16. The method of claim 13, wherein the dairy powder is whey powder.

17. The method of claim 15, wherein the ratio of protein powder to dairy powder is about 4:1 to about 1:4.

18. The method of claim 16, wherein the ratio of protein powder to dairy powder is about 4:1 to about 1:4.

19. The method of claim 11, wherein the blending is essentially continuous and is effected in an extruder.

20. The method of claim 19, wherein the extruder provides minimal heat generation to the solid dairy mixture from mechanical energy.

21. A solid dairy mixture prepared by a method comprising:

(1) combining about 5 to about 86 percent of a protein powder having greater than about 40 percent protein, about 5 to about 86 percent of dairy powder having at least about 70 percent lactose, about 10 to about 35 percent water, and 4 to about 20 percent salt at ambient temperatures to form a mixture; and

(2) blending the mixture at ambient temperatures and for a time sufficient to form the solid dairy mixture;

wherein the ratio of protein powder to dairy powder in the solid dairy mixture is in the range of about 17:1 to about 1:17, wherein the ratio of water to salt in the solid dairy mixture is less than about 6.2, wherein the solid dairy mixture has a water activity less than about 0.87, wherein the solid dairy mixture is non-dusting and friable; wherein the solid dairy mixture can be used to prepare a dairy product having a substantially smooth texture.

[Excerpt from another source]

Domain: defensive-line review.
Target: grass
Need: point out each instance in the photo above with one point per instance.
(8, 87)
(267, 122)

22. A method of preparing a process cheese comprising:

(1) forming a solid dairy base by (a) combining about 5 to about 86 percent of a protein powder having greater than about 40 percent protein, about 5 to about 86 percent of a dairy powder having at least about 70 percent lactose, about 5 to about 35 percent water, and 4 to about 20 percent salt at ambient temperatures to form a mixture; and (b) blending the mixture at ambient temperatures and for a time sufficient to form the solid dairy base; wherein the ratio of protein powder to dairy powder in the solid dairy base is in the range of about 17:1 to about 1:17, wherein the ratio of water to salt in the solid dairy base is less than about 6.2, wherein the solid dairy base is non-dusting and friable; and wherein the solid dairy base has a water activity less than about 0.87; and

(2) processing the solid dairy base into a process cheese having a substantially smooth texture by (1) hydrating the solid dairy base to form a hydrated dairy mixture; (2) treating the hydrated dairy mixture with shear to form a fresh cheese; and (3) blending emulsifiers with the fresh cheese at a time and temperature sufficient to obtain the process cheese.